We are analog in a digital age, where we pretend reality can be segmented. I have seen victims of, become the victim of, people who live by machine thinking, who believe the law can handle essential human affairs, who believe they are doing right, who lean back with self-satisfaction that a scientific mind has captured an act, a thought, an emotion and found the proper hole in which to bury it.

What is lost in science, in all our attempts to segment, measure, adjudicate, is an essential humanity.

I have no use for scientists who mock the superstitious public. Superstition, religion, even metaphor, are part of our nature as humans. To deny that fact, or place yourself above it, is not even very scientific since it ignores important data about the people for whom technology is being developed.
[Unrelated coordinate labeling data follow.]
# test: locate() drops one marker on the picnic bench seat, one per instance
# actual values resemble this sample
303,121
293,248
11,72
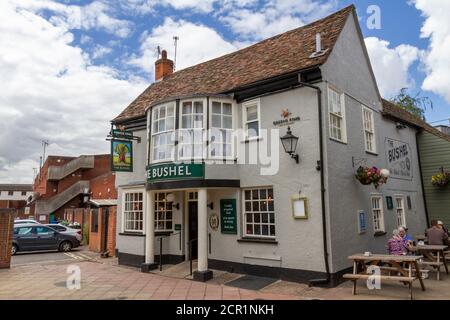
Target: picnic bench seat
406,267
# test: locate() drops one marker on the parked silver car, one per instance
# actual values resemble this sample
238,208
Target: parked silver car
33,237
66,230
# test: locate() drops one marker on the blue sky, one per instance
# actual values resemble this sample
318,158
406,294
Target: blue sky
69,67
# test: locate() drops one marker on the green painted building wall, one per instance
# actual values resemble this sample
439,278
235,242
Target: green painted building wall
434,154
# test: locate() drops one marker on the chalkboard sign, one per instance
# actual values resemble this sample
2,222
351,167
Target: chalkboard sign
228,219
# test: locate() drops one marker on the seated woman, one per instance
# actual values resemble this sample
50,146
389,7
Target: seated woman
398,245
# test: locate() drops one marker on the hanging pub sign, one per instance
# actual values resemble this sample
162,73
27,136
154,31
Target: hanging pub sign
286,119
120,134
228,220
121,155
175,171
399,159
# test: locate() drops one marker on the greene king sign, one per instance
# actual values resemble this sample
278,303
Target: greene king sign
399,159
175,171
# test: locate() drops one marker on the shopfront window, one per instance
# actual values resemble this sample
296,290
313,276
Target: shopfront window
259,212
133,211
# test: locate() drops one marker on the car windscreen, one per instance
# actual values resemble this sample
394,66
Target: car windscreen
44,231
24,230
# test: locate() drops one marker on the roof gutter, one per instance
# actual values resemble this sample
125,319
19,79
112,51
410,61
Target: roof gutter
427,215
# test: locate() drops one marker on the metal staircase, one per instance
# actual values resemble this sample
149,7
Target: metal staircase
56,202
59,172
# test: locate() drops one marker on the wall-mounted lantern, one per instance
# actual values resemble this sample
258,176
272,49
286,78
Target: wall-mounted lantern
289,142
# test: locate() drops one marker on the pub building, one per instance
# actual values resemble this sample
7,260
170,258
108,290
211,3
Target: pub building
301,214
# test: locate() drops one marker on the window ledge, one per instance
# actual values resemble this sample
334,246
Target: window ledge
163,233
132,234
258,240
379,233
256,139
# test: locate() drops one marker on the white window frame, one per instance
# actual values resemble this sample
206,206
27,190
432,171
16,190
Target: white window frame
181,129
232,130
367,130
124,192
244,214
245,106
153,134
156,202
342,117
381,210
397,208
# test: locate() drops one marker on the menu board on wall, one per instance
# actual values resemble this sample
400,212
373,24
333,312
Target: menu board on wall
399,159
228,216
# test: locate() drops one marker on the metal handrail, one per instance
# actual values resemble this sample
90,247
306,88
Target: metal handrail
190,254
161,237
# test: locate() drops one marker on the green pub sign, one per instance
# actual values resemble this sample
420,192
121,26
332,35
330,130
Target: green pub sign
228,216
175,171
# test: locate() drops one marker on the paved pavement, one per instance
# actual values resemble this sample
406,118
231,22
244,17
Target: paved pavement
44,276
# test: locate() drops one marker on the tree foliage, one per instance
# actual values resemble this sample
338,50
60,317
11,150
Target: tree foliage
417,105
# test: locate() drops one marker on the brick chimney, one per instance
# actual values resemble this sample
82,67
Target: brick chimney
163,66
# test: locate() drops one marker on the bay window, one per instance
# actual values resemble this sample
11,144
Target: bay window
192,124
163,132
221,129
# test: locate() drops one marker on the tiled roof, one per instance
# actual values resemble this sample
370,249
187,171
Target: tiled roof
282,54
395,111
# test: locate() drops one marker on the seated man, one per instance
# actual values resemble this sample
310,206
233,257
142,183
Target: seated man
436,235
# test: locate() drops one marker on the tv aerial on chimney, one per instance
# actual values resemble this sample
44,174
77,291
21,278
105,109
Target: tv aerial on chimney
158,51
175,40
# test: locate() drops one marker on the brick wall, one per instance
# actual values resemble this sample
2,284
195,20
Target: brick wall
6,235
96,239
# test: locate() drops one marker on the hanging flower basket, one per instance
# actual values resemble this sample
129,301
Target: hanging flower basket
367,176
441,180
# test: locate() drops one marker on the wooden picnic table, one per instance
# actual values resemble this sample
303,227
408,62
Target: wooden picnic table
406,268
433,255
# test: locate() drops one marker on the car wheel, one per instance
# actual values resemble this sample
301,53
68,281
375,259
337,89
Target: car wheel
65,246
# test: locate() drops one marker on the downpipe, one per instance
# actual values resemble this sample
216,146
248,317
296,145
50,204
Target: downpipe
316,282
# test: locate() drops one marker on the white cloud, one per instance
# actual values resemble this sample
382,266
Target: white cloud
50,90
391,65
100,51
95,15
191,46
255,20
149,6
437,57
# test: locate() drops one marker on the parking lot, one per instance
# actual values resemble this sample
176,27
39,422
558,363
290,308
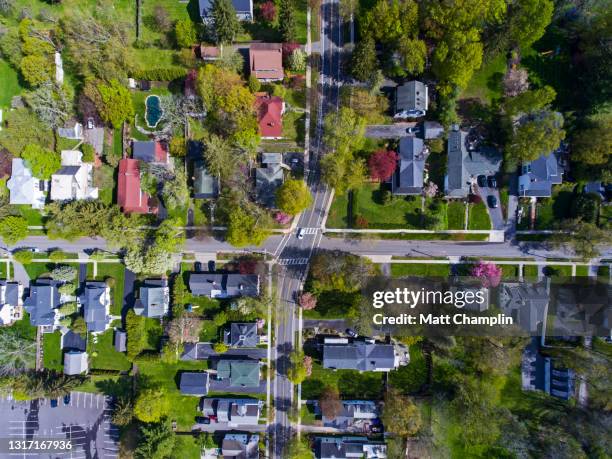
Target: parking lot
84,420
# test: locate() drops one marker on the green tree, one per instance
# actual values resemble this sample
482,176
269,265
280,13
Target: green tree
13,229
41,161
151,405
293,196
115,103
225,23
185,33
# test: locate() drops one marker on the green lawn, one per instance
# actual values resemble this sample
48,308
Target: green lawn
52,351
10,84
419,269
479,217
117,272
456,215
350,383
103,354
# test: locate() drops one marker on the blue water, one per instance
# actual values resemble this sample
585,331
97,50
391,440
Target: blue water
154,110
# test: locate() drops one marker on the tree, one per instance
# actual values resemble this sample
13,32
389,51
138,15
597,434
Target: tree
329,402
156,441
382,165
293,196
13,229
41,161
363,61
225,23
185,33
286,21
539,135
115,103
400,414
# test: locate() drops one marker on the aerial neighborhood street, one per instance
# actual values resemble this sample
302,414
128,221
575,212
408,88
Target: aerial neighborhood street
200,201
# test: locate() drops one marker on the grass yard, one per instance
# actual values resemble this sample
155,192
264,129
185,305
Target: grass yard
103,354
52,351
350,383
455,212
115,271
419,269
10,84
479,217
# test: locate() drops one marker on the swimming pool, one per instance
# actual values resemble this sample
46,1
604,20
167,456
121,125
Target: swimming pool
153,111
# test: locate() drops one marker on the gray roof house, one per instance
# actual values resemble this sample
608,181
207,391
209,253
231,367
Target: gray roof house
538,372
463,166
234,411
96,305
240,446
349,447
269,178
224,285
525,303
75,362
194,383
537,177
154,300
411,100
42,302
244,10
241,335
359,355
408,177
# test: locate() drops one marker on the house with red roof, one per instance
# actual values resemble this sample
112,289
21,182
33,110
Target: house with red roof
130,196
270,111
266,61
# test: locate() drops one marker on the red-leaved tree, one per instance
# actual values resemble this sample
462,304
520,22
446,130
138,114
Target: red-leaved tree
382,164
488,273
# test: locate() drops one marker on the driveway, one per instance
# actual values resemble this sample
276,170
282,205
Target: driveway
85,421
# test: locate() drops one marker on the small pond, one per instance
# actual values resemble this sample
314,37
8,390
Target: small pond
154,111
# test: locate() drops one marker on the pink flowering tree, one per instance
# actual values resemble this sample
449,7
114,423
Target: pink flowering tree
488,273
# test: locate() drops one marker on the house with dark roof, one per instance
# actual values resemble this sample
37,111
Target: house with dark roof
266,61
465,165
540,372
359,355
269,178
130,196
241,334
240,373
270,111
240,446
42,303
205,186
150,151
227,285
75,363
538,176
408,177
154,299
233,411
411,100
244,10
194,383
11,304
96,301
349,447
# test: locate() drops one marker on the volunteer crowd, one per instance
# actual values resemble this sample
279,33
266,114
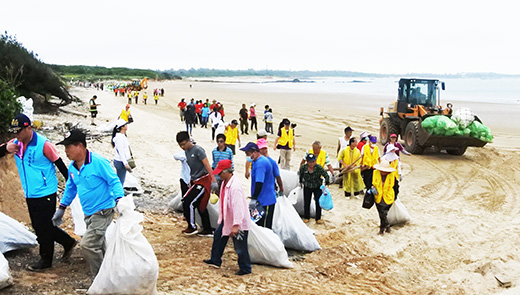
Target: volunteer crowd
362,171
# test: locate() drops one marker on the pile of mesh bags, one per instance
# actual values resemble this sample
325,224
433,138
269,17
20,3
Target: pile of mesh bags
461,123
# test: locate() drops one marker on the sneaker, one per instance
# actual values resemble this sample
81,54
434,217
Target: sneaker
242,272
205,233
189,231
67,251
39,266
211,263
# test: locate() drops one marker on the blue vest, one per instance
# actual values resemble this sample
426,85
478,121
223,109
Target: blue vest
37,173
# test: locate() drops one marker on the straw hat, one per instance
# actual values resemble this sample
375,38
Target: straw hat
384,167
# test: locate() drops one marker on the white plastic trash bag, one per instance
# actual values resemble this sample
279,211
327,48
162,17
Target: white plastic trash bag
5,276
463,117
175,204
296,198
288,225
265,247
290,180
132,184
14,235
78,217
130,265
398,213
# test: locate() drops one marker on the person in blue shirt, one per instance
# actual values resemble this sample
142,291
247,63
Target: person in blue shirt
205,116
36,158
96,183
262,184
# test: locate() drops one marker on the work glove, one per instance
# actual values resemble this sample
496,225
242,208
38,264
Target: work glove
374,191
57,219
253,204
214,187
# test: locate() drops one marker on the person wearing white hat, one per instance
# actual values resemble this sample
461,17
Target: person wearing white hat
252,117
122,149
385,189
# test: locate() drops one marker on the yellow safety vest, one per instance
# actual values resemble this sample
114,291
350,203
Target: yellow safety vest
320,159
385,190
231,135
370,158
348,155
124,115
286,137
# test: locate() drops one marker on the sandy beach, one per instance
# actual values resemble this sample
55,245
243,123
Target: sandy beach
464,229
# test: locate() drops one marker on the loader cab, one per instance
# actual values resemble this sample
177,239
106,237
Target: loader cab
413,92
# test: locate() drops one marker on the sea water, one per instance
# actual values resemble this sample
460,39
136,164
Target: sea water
490,90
In science, in all attempts to segment human affairs, all it takes is a little humanity, where our reactions to situations, to technological change, can be found on a spectrum and not segmented into bits. It is within that spectrum that we can solve misunderstandings between science and society.

Humanity dwells between the digits, between shadow and light, between beach and shore, between madness and sanity, where explanations can be found in the indescribable.

May the coming year be a time of peace, healing, success and humanity for us all. Happy New Year.

2 comments:

Rocky Rawstern said...

Congratulations Howard. "SmallTimes makes big decision!" Your's was always the best voice at ST.

Anonymous said...

Howard,

It is great to hear that you will be returning to SmallTimes. Your insight and knowledge of the Small Tech sector can again be shared by your many loyal readers.